So many people, so little time

By Bryna Sim ( China Daily ) Updated: 2008-07-15 15:26:33

"Zai jian" (bye bye) Beijing, and "ni hao" (hello) Singapore. I have lived in Beijing for a year, spending most of my time studying history at Peking University - and what a roller-coaster ride this experience has been. I'll start with the small, albeit necessary to-dos of everyday life in terms of the food, the language, the places and the people.

Crunching on fried silkworms, stuffing down hairy ants, and having "mantou" (steamed bread) instead of rice as my main lunchtime carbohydrate: Memorable.

Debating whether Quan Ju De or Da Dong is the correct Peking duck powerhouse: Deliciously superficial.

Attempting to speak Chinese with the right Beijing twang, using deliberate drawls when saying "dui" (right) as "dweai" and addressing people as "nin": Unforgettable.

Spotting roadside signs and notices with Chinglish errors: Hilarious.

Strolling down hutong lanes like Nanluoguxiang, navigating the alleys of Liulichang and purchasing Mao memorabilia: Charming.

But ultimately, it's the people who take the cake.

I am Chinese, and Singapore is full of Chinese people.

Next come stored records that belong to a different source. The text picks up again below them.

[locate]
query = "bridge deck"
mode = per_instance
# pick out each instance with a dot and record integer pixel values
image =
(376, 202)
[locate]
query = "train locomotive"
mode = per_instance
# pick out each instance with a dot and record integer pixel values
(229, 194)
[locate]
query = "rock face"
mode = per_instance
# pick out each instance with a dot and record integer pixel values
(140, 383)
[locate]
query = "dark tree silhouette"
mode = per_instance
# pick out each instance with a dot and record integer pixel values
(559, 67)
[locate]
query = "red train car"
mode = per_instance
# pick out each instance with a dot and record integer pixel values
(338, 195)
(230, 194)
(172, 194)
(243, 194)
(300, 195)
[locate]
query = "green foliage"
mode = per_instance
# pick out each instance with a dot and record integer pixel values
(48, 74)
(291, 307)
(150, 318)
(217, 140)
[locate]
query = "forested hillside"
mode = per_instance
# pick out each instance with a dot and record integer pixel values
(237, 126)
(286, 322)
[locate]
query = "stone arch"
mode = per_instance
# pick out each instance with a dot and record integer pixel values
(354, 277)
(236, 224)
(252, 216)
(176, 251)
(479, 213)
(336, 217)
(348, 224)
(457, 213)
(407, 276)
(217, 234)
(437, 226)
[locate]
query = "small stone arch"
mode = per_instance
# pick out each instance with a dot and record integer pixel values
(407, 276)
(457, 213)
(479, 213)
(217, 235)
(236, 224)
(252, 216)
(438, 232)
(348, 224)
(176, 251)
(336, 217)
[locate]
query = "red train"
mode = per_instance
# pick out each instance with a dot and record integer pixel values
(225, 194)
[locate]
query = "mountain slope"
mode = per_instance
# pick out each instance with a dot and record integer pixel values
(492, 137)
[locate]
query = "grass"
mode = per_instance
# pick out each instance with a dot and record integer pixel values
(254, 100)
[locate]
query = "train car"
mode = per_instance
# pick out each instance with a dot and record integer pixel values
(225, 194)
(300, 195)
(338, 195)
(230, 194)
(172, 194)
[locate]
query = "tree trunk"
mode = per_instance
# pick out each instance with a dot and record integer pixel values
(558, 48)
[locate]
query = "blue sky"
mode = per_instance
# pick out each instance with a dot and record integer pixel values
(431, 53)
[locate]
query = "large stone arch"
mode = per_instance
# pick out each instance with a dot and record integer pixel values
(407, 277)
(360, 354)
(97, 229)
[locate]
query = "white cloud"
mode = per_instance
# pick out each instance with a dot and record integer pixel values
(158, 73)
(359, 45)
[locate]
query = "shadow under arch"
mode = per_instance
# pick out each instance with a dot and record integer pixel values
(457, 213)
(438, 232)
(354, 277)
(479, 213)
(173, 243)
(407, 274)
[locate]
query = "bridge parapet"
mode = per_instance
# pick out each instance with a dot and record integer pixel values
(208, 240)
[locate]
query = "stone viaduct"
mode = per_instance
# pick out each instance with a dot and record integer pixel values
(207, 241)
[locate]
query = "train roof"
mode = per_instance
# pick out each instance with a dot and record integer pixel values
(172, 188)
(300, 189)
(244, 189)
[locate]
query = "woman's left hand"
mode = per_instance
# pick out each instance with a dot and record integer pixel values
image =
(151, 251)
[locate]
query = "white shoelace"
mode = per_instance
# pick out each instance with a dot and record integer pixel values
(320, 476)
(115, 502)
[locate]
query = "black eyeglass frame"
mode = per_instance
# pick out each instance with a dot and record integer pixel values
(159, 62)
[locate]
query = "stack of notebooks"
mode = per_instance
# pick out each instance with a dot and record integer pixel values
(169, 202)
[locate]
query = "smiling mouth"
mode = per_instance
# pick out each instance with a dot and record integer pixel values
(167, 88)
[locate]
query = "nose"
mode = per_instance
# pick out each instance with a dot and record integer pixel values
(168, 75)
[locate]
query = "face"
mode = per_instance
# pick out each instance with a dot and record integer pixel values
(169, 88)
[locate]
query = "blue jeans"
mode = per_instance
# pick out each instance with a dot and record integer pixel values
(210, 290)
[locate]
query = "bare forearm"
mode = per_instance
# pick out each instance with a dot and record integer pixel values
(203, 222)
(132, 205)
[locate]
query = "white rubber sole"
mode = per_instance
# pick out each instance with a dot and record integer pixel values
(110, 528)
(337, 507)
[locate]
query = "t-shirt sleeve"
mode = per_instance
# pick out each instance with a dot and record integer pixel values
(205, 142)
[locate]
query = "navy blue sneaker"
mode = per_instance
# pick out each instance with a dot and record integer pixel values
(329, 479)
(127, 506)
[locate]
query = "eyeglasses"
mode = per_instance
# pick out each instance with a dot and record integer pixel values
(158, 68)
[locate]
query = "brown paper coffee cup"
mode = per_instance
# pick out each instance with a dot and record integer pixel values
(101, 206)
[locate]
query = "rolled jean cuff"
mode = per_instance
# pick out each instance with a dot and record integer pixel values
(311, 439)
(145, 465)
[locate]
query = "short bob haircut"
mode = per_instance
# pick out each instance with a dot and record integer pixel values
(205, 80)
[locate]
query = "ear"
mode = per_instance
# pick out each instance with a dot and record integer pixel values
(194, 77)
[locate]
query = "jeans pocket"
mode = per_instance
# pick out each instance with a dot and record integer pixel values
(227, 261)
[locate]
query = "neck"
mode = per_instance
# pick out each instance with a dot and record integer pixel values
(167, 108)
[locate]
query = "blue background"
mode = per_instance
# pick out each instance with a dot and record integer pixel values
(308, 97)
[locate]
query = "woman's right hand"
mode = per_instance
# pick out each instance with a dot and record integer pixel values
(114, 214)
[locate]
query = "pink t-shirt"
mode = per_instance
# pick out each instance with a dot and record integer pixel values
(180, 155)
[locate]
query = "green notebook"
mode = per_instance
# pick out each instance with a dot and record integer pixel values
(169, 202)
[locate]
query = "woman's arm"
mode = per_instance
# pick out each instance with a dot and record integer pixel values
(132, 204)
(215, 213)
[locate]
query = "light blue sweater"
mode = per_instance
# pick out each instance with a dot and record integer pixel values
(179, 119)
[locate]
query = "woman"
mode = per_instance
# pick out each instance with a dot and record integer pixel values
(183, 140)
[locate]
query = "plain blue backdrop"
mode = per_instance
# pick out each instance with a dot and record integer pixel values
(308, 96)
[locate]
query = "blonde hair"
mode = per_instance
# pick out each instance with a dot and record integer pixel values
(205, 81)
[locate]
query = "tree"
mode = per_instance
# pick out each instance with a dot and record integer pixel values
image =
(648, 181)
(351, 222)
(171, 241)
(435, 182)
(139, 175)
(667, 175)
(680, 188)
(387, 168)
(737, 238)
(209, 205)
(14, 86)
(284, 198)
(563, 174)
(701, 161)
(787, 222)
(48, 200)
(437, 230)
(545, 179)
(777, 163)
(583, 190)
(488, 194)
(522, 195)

Yet while here, it never ceases to amaze me how many Chinese people there really are.

The massive human jam at Xizhimen transfer subway station during rush hour gives the phrase "packed like sardines" a whole new level of meaning. The throngs of young people on the streets at Wudaokou's noisy night market are also a sight to behold.

Yet I think that to find the most vivid and heartwarming memories, you often need to view Beijing residents from a micro, not macro, perspective.

The newspaper vendor, the photocopy shop lady and the fruit stallholder that I regularly frequent - these are everyday faces that I will recall clearly when I leave.

And how about the security guards at my dorm, who stand stiffly at attention before midnight but are found snoring away happily a few hours later? They too have shaped my impression of Beijing, in their own quirky way.

Each of these individuals that I've met in Beijing never fails to engage me with their life stories. They have such zest for life and a very strong sense of community, the latter of which I sense is fading away among my people back home. In the increasingly cosmopolitan, success-driven culture of Singapore, I fear that kinship and family ties are fast losing importance, as self becomes the order of the day.

Perhaps this might become the case in Beijing too, as time goes by.

But for now, I'm listening to the strains of happy-clappy music filtering through the train station (another pre-Olympic initiative, I'm sure) and I'm determined to let these lovely memories linger.

Oh yes, I must remember to get one of those "I Heart Beijing" T-shirts before I leave at the end of July.